At the advice of others, I'm ordering Really Red mica from Nurture in my quest for a great red. Since I'm ordering, is there anything else they have that I really need to check out? To die for scents? Amazing additives? Other colorants you can't live without? I've never ordered from them before so it's all new to me.


----------



## KristaY (Apr 10, 2016)

I LOVE their micas. They mix into oil so smoothly just with stirring. I haven't needed to use my mini frother with them thus, less flying color, lol. I've also not had any spotting or streaking in the soap. I'd suggest getting a sample pack of colors that interest you. They have them in the blues, greens, darks, vibrant, etc. I've only found a few that didn't behave well. I think they were blues that morphed into green or gray.

I've only tried a couple of FO's and they're just ok. I've heard people talk very highly of their molds so that's a consideration too.


----------



## doriettefarm (Apr 10, 2016)

I've never purchased anything from Nurture that I've been unhappy with.  All the micas are great and they even provide a color chart so you can see the end result in both CP & MP.  Their molds and silicone liners are also great . . . I love my 2.5lb tall skinny mold!


----------



## Navaria (Apr 10, 2016)

I've got a mica or two in my cart lol. I'll have to look at their molds. I usually only make a 2 lb batch, so a lot of molds are too big. But I could use a slab mold... lol


----------



## Serene (Apr 10, 2016)

I love their molds.  I cant say enough good things about them.

Micas I love:

Mocha Brown Mica.  It is delicious.
Four Leaf Clover
Green with Envy
Blue Moon
Teal Green
Really Red
Roccoco Red
Mango Tango
Moss Green

Oh and all the Vibrance colors.  Whats not to like?


----------



## Navaria (Apr 10, 2016)

Serene said:


> I love their molds. I cant say enough good things about them.
> 
> Micas I love:
> 
> ...


 
Mango Tango and Really Red are in my cart. I was looking at their greens. I already have 2 but one in liquid and 1 turns kind of khaki colored. I already have too many blues lol


----------



## dibbles (Apr 10, 2016)

100% agree about the molds. The 2.5 lb loaf isn't that much bigger of a batch than a 2 lb batch. DH bought me the slab mold for Christmas and while it is nice, it is really big. I would rather have something more like BB's 9 bar mold, if only because I don't sell and there is only so much soap I can give away. 
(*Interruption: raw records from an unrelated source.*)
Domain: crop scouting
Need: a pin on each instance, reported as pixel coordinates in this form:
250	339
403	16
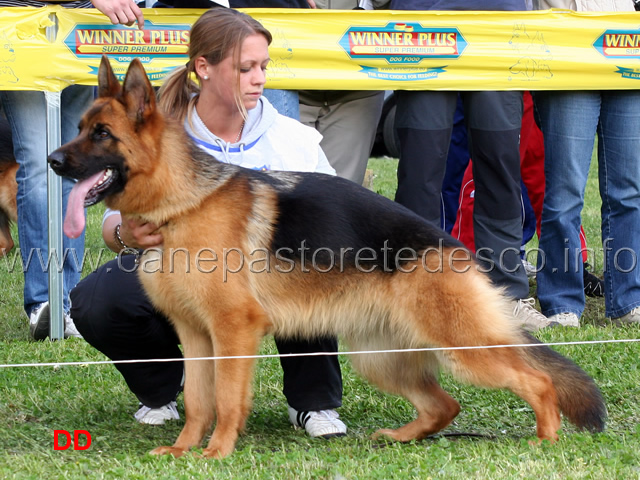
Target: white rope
314	354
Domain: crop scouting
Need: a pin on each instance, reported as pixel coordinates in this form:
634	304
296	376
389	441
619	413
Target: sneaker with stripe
323	423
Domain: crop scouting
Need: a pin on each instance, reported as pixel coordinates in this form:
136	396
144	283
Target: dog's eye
101	134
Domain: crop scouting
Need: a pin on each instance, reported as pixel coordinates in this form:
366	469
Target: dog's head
117	142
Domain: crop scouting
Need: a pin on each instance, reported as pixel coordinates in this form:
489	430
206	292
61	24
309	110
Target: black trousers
111	311
424	124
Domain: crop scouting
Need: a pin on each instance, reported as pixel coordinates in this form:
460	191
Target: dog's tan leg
436	409
505	368
240	336
412	375
199	398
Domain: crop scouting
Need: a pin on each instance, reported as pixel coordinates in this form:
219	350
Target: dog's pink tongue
74	219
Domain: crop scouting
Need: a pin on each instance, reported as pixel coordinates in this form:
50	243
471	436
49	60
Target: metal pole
54	207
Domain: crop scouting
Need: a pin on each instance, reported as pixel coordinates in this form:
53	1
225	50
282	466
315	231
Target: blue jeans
26	112
570	122
284	101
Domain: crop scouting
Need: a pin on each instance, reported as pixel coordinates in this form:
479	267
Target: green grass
35	401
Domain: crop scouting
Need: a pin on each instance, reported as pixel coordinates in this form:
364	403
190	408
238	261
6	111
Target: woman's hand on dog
125	12
134	233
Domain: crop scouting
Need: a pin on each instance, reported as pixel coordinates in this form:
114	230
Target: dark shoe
324	423
593	286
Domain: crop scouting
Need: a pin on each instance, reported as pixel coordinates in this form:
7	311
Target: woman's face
254	57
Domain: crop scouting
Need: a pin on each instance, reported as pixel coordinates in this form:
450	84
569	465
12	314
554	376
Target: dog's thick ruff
302	255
The micas are among the best. Among my favorites are Wisteria Purple, Raspberry Red, Apple Green, Spring Green, Teal Green, Bronze Brown. The Vibrance micas are also quite nice. I'd recommend getting the little sample jars instead of the bags. I find them easier to use.


----------



## Navaria (Apr 10, 2016)

dibbles said:


> 100% agree about the molds. The 2.5 lb loaf isn't that much bigger of a batch than a 2 lb batch. DH bought me the slab mold for Christmas and while it is nice, it is really big. I would rather have something more like BB's 9 bar mold, if only because I don't sell and there is only so much soap I can give away.
> 
> The micas are among the best. Among my favorites are Wisteria Purple, Raspberry Red, Apple Green, Spring Green, Teal Green, Bronze Brown. The Vibrance micas are also quite nice. I'd recommend getting the little sample jars instead of the bags. I find them easier to use.


 
8 micas later, I've checked out lol. The slab mold is HUGE! I will never make a batch that big! LOL. And I got the jars. I always end up making a mess with the bags!


----------



## kchaystack (Apr 10, 2016)

Carrie, the owner of Nurture is on the forum, and will occasionally comment.
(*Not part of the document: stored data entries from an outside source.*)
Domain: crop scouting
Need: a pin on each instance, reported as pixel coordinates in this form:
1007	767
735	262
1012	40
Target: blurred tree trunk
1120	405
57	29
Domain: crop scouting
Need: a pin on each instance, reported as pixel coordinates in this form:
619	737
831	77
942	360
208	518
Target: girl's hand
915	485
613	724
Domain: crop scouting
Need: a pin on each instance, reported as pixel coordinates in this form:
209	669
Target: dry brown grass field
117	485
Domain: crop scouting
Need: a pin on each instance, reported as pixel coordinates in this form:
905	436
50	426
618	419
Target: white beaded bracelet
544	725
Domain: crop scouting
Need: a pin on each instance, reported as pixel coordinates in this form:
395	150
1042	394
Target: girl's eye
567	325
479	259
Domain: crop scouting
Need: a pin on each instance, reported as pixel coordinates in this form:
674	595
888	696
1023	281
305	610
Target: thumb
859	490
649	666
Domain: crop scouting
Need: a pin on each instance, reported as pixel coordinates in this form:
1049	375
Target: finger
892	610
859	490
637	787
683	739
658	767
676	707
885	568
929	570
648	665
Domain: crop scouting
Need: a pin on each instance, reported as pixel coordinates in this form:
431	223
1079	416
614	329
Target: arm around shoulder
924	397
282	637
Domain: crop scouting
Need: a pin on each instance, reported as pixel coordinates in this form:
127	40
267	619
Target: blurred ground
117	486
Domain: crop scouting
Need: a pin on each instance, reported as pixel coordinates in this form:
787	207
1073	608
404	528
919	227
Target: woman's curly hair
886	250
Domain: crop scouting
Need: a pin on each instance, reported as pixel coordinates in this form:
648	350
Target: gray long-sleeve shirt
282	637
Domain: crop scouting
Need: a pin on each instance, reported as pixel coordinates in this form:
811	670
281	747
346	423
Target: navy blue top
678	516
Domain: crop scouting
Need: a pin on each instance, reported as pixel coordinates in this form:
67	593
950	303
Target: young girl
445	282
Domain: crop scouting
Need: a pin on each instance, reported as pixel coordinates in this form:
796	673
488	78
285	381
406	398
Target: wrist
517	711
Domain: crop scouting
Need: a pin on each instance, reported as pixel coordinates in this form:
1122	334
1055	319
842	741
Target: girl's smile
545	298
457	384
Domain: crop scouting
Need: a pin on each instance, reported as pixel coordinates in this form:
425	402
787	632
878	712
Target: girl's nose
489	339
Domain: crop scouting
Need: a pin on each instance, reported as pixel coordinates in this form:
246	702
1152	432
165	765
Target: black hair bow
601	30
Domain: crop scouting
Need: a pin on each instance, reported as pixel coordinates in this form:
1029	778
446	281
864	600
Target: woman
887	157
I also wish they had a smaller slab.  Maybe they will consider it in the future.


----------



## Cosmo (Apr 19, 2016)

Hi everyone! We are actually looking at two smaller slabs. One would have to be supported by a wood box and the other is reinforced with the lips on the sides. Both are great molds! They are both smaller than our current slab and release soap amazingly well.


----------



## Navaria (Apr 19, 2016)

I can't wait! I'm very happy with what I have ordered from your company so far, and would not hesitate to order a mold from you guys!


----------